POTENTIAL THERMAL AND RHEOLOGICAL INSTABILITY OF SERPENTINITES IN MANTLE FOREARCS: EMPLACEMENT MECHANISMS BASED ON EVIDENCE FROM CALIFORNIA MERCURY MINES AND ROAD, AND COMMERCIAL EXCAVATIONS

Many natural exposures of ultramafic rocks in California are heavily weathered and the original nature of their contact relations with their host rocks is often unclear. The USGS Strategic Minerals Program investigations of Mercury mining excavations and highway and commercial excavations in California provided abundant early evidence in fresh exposures for the emplacement by cold injection of serpentinized ultramafic rocks as sills, dikes, and plugs. This literature (1930-1972) has been largely ignored in recent investigations of how and why such mantle rocks came to travel through the crust in California. Recent observations suggest that these rocks were mobilized under metasomatic conditions where dissolution and growth processes appear to enable weak serpentinite rheology (Uno and Kirby, Lithos, 2019), but what was the source of such fluids? Geophysical observations in many subduction margins (e.g., Cascadia) indicate that such forearcs are cold and are partially serpentinized from release of water from subducting sediment and slab crust.
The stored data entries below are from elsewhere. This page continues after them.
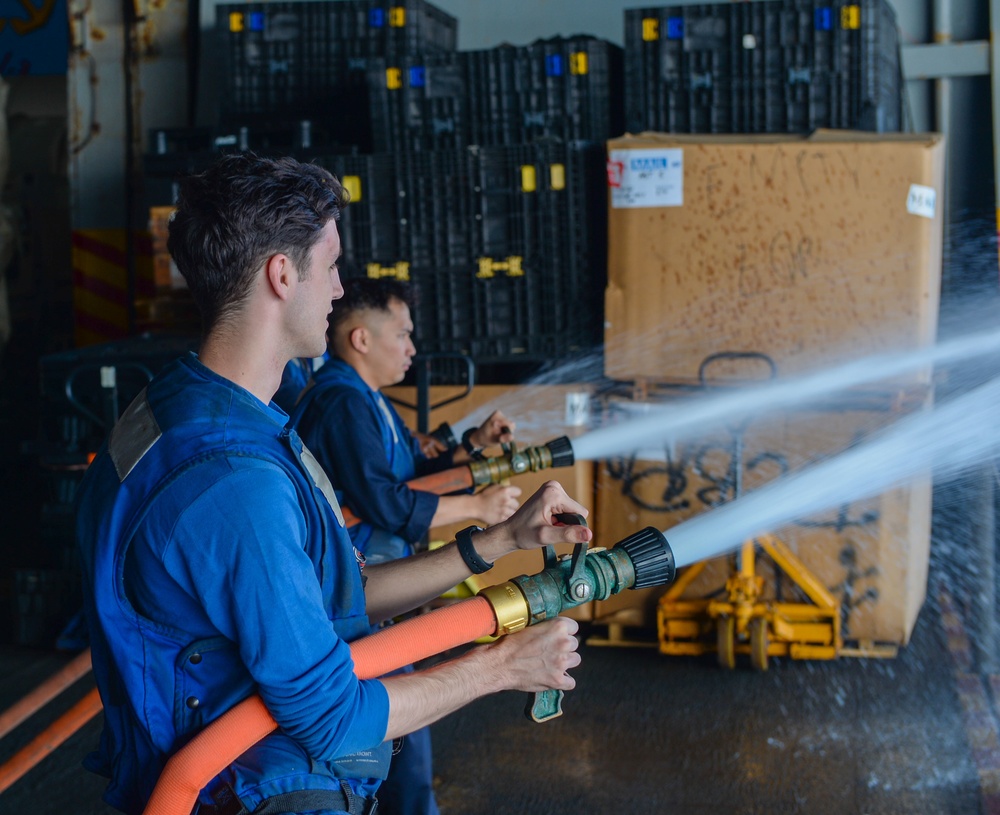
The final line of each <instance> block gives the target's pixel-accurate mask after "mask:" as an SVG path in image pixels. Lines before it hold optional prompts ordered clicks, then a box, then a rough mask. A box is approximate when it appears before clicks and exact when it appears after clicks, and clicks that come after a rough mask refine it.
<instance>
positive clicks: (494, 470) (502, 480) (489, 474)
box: [469, 436, 575, 487]
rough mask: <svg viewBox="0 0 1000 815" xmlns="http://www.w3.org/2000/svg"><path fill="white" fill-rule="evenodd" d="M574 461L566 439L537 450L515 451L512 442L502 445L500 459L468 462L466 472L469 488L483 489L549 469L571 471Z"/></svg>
mask: <svg viewBox="0 0 1000 815" xmlns="http://www.w3.org/2000/svg"><path fill="white" fill-rule="evenodd" d="M574 461H575V459H574V457H573V445H572V444H571V443H570V440H569V438H567V437H566V436H560V437H559V438H558V439H553V440H552V441H550V442H547V443H546V444H540V445H538V446H537V447H524V448H521V449H518V447H517V445H516V444H514V443H513V442H511V443H510V444H505V445H504V452H503V454H502V455H499V456H495V457H493V458H484V459H479V460H476V459H473V460H472V461H470V462H469V469H470V470H471V471H472V483H473V486H476V487H484V486H486V485H487V484H500V483H502V482H504V481H506V480H507V479H508V478H510V477H511V476H513V475H521V473H527V472H532V473H537V472H538V471H539V470H547V469H548V468H550V467H571V466H572V465H573V462H574Z"/></svg>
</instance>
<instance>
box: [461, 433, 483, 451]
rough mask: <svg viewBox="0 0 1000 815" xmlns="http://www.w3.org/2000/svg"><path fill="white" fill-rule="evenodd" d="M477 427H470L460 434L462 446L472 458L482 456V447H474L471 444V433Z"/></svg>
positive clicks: (471, 439)
mask: <svg viewBox="0 0 1000 815" xmlns="http://www.w3.org/2000/svg"><path fill="white" fill-rule="evenodd" d="M477 429H478V428H475V427H470V428H469V429H468V430H466V431H465V432H464V433H463V434H462V448H463V449H464V450H465V452H466V453H468V454H469V455H470V456H472V457H473V458H482V457H483V448H482V447H474V446H473V444H472V434H473V433H475V432H476V430H477Z"/></svg>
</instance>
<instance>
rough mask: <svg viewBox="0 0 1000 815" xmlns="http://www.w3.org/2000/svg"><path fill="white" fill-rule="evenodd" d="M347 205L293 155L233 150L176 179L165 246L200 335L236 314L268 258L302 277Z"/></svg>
mask: <svg viewBox="0 0 1000 815" xmlns="http://www.w3.org/2000/svg"><path fill="white" fill-rule="evenodd" d="M347 202H348V194H347V191H346V190H345V189H344V187H343V186H342V185H341V183H340V182H339V181H338V180H337V179H336V178H335V177H334V176H333V175H332V174H330V173H329V172H328V171H327V170H324V169H323V168H321V167H317V166H316V165H315V164H304V163H301V162H298V161H296V160H295V159H292V158H276V159H270V158H263V157H261V156H257V155H255V154H253V153H233V154H228V155H225V156H223V157H222V158H220V159H218V160H217V161H216V162H215V163H214V164H212V166H210V167H209V168H208V169H207V170H205V171H204V172H202V173H198V174H197V175H192V176H189V177H187V178H185V179H183V180H182V181H181V183H180V191H179V196H178V201H177V209H176V211H175V212H174V214H173V217H172V218H171V220H170V226H169V238H168V242H167V248H168V249H169V250H170V254H171V255H172V256H173V259H174V262H175V263H176V264H177V268H178V270H179V271H180V273H181V274H182V275H183V276H184V279H185V280H186V281H187V284H188V288H189V289H190V290H191V295H192V297H193V298H194V301H195V303H196V305H197V306H198V309H199V311H200V312H201V318H202V328H203V331H204V332H205V333H206V334H207V333H209V332H210V331H212V330H213V329H214V328H216V327H217V326H218V325H219V324H220V323H223V322H225V321H226V320H227V319H229V318H230V317H232V316H233V315H235V314H237V313H238V312H239V310H240V308H241V306H242V305H243V303H244V302H245V301H246V299H247V297H248V296H249V295H250V292H251V291H253V287H254V285H255V283H256V277H257V272H258V270H259V269H260V267H261V264H263V263H264V262H265V261H266V260H267V258H268V257H270V256H271V255H274V254H277V253H279V252H281V253H285V254H287V255H288V257H289V258H290V259H291V261H292V263H293V264H294V265H295V268H296V269H297V270H298V272H299V276H300V277H302V276H303V275H304V274H305V271H306V270H307V269H308V261H309V253H310V251H311V250H312V248H313V246H314V245H315V243H316V241H317V240H318V239H319V236H320V232H321V231H322V230H323V228H324V227H325V226H326V225H327V224H328V223H329V222H330V221H336V220H338V219H339V218H340V212H341V210H342V209H343V208H344V207H345V206H346V205H347Z"/></svg>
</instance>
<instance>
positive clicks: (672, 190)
mask: <svg viewBox="0 0 1000 815" xmlns="http://www.w3.org/2000/svg"><path fill="white" fill-rule="evenodd" d="M608 186H609V187H610V188H611V206H612V207H613V208H615V209H630V208H637V207H679V206H682V205H683V204H684V151H683V150H681V149H680V148H671V149H662V150H612V151H611V154H610V156H609V157H608Z"/></svg>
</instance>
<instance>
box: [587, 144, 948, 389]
mask: <svg viewBox="0 0 1000 815" xmlns="http://www.w3.org/2000/svg"><path fill="white" fill-rule="evenodd" d="M944 158H945V150H944V139H943V137H941V136H938V135H934V134H923V135H921V134H872V133H854V132H849V131H817V132H816V133H814V134H813V135H812V136H810V137H807V138H803V137H797V136H790V135H780V136H779V135H770V136H768V135H761V136H746V135H744V136H722V135H720V136H683V135H677V136H671V135H665V134H656V133H646V134H642V135H638V136H624V137H622V138H620V139H613V140H611V141H609V142H608V161H609V163H608V178H609V183H610V210H609V248H608V286H607V289H606V297H605V317H606V323H605V346H606V348H605V353H606V357H605V360H606V361H605V371H606V373H607V374H608V376H610V377H613V378H616V379H641V378H646V379H652V380H671V381H682V380H694V379H697V378H698V372H699V366H700V365H701V363H702V361H703V360H705V359H706V358H707V357H708V356H710V355H712V354H715V353H718V352H756V353H761V354H766V355H767V356H769V357H770V358H771V359H772V360H773V361H774V362H775V363H776V366H777V368H778V370H779V372H780V373H781V374H790V373H796V372H801V371H804V370H809V369H815V368H817V367H821V366H825V365H829V364H833V363H837V362H841V361H845V360H848V359H854V358H856V357H857V356H859V355H862V354H870V353H877V352H887V351H892V350H897V349H908V348H914V347H919V346H923V345H927V344H929V343H931V342H933V340H934V337H935V329H936V321H937V312H938V299H939V289H940V276H941V241H942V216H943V210H944V206H943V199H942V200H938V196H939V195H940V194H941V193H942V191H943V183H944Z"/></svg>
Thus changes in plate-tectonic inputs that lead to forearc mantle warming (e.g., subduction to continental transform motion in California) can potentially lead to release of water and mobilize mantle rocks by intrusion into the crust above (Kirby et al, EPS, 2014. I review, this extensive literature and call upon recent observations at the USGS by me and my colleagues Masaoki Uno, Maddie Lewis, and Caroline Kellner of excavated serpentinite bodies in the Bay Area of California. In doing so, I provide insights into the common occurrence of serpentinites along plate boundaries, both active and former. The latter includes the Alpine-Himalayan belt representing the various stages of closure of the Tethys Oceans by subduction and subsequent collision.